Thursday, December 8, 2011
Panel Says Lawmakers, Not Courts, Must Determine Whether Heat-Protection Rules Are Adequate
By SHERRI M. OKAMOTO, Staff Writer
Courts cannot rule on the adequacy of state regulations designed to protect outdoor laborers from heat illness, this district’s Court of Appeal has ruled.
Div. Three on Tuesday held that individual agricultural workers and the United Farm Workers of America could not state a cause of action under Art. XIV, Sec. 4 of the California Constitution—which grants the Legislature plenary power to create a complete system of workers’ compensation—since this provision is not self-executing.
Pursuant to authority granted by that section, the Legislature has enacted the California Occupational Safety and Health Act to assure “safe and healthful working conditions for all California working men and women” through enforcement of effective regulations.
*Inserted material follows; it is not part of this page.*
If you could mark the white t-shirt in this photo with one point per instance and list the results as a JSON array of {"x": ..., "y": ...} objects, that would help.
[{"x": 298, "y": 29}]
The act is administered by the Occupational Safety and Health Standards Board—which is charged with adopting, amending, and repealing occupational safety and health standards—and the Department of Industrial Relations—which administers the workers’ compensation system and is responsible for administering the state plan for the development and enforcement of occupational safety and health standards.
In 2005, the Standards Board promulgated the heat illness prevention regulation, which applies to all outdoor places of employment, which sets forth standards for access to drinking water and shade, high-heat procedures for employers, and training to recognize the risk factors for heat illness.
The plaintiff farm workers and their union alleged that this regulation was insufficient, and efforts to persuade state officials to make changes were “futile,” leaving them “with no choice but to ask the Court to require the State to take action to prevent more farm workers from suffering serious heat illness or dying.”
Their complaint asserted that the state has failed to satisfy its constitutional duty by failing to adopt adequate requirements for monitoring heat stress; failing to impose mandatory requirements on the growers; failing to structure an effective enforcement system; failing to issue citations and impose adequate penalties; and failing to make penalties meaningful.
Plaintiffs sought a declaration that the state, the DIR, and the Standards Board “have failed reasonably and adequately to perform their constitutional duty to create and enforce a system of workers’ compensation that makes full provision for securing the safety of farm workers against heat-related illness or death,” thereby violating the plaintiffs’ constitutional rights.
Their prayer for injunctive relief also sought a mandate that the state, through the DIR and the Standards Board, create and enforce a system of workers’ compensation that “makes full provision for securing the safety of farm workers against heat-related illness or death.”
Los Angeles Superior Court Judge Teresa Sanchez-Gordon sustained a demurrer to this cause of action, ordering the dismissal of the state, the DIR, and the Standards Board.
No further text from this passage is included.